= Henry James (dean of Bangor) =

Welsh theologian (1864–1949)

Henry Lewis James (18 March 1864 – 17 January 1949) was Dean of Bangor from 1934 to 1940 and an author of theological works in Welsh.

==Life==
James was born on 18 March 1864 and educated at Ystrad Meurig School, Christ College, Brecon and Jesus College, Oxford where he obtained a second-class degree in Literae Humaniores. He was ordained in 1887 and served as a curate in Llandudno, later becoming warden of Bangor Church Hostel and, in 1901, rector of Llangefni. He was rector of Tredington, Worcestershire (1907-1910) before becoming rector of Aberffraw and, between 1926 and 1930, rector of Dolgellau.
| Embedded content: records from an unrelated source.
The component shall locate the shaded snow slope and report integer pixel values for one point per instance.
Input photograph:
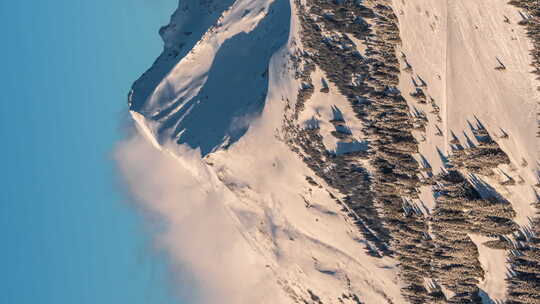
(212, 93)
(319, 129)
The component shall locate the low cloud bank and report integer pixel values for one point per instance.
(196, 230)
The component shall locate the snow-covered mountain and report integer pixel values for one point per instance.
(361, 151)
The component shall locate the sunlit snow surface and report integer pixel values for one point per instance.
(221, 85)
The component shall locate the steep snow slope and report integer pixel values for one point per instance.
(323, 128)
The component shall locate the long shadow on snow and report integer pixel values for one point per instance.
(236, 88)
(195, 19)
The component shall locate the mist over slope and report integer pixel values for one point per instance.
(368, 151)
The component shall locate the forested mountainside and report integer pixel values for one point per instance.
(365, 151)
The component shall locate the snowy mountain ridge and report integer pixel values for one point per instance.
(368, 151)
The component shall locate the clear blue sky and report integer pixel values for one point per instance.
(68, 236)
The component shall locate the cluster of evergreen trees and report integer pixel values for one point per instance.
(532, 28)
(460, 210)
(524, 282)
(381, 200)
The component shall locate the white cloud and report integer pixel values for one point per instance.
(199, 233)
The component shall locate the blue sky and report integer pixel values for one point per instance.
(68, 235)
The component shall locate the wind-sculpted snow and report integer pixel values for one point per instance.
(369, 151)
(215, 91)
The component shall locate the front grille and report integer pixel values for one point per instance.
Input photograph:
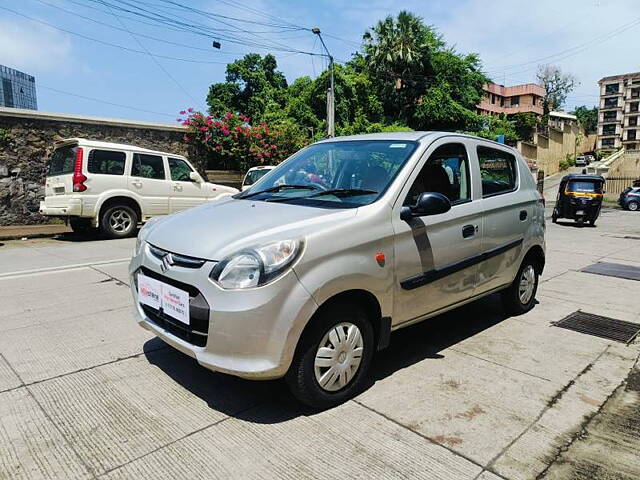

Having been made an honorary canon of Bangor Cathedral in 1928, he was appointed prebendary of Penmynydd in 1930, Chancellor of the Cathedral in 1933 and Dean in 1934. He published a number of theological works in Welsh. He died on 17 January 1949 at his home in Bangor at the age of 84.

==Personal==
He married Ada Isabella Williams in 1901. The marriage produced four recorded children. His elder son, Arthur Dyfrig James, became headmaster of his father's alma mater, Christ College, Brecon in 1931. The younger of his two sons was Robert Leoline James, who in 1953 became headmaster of Harrow School.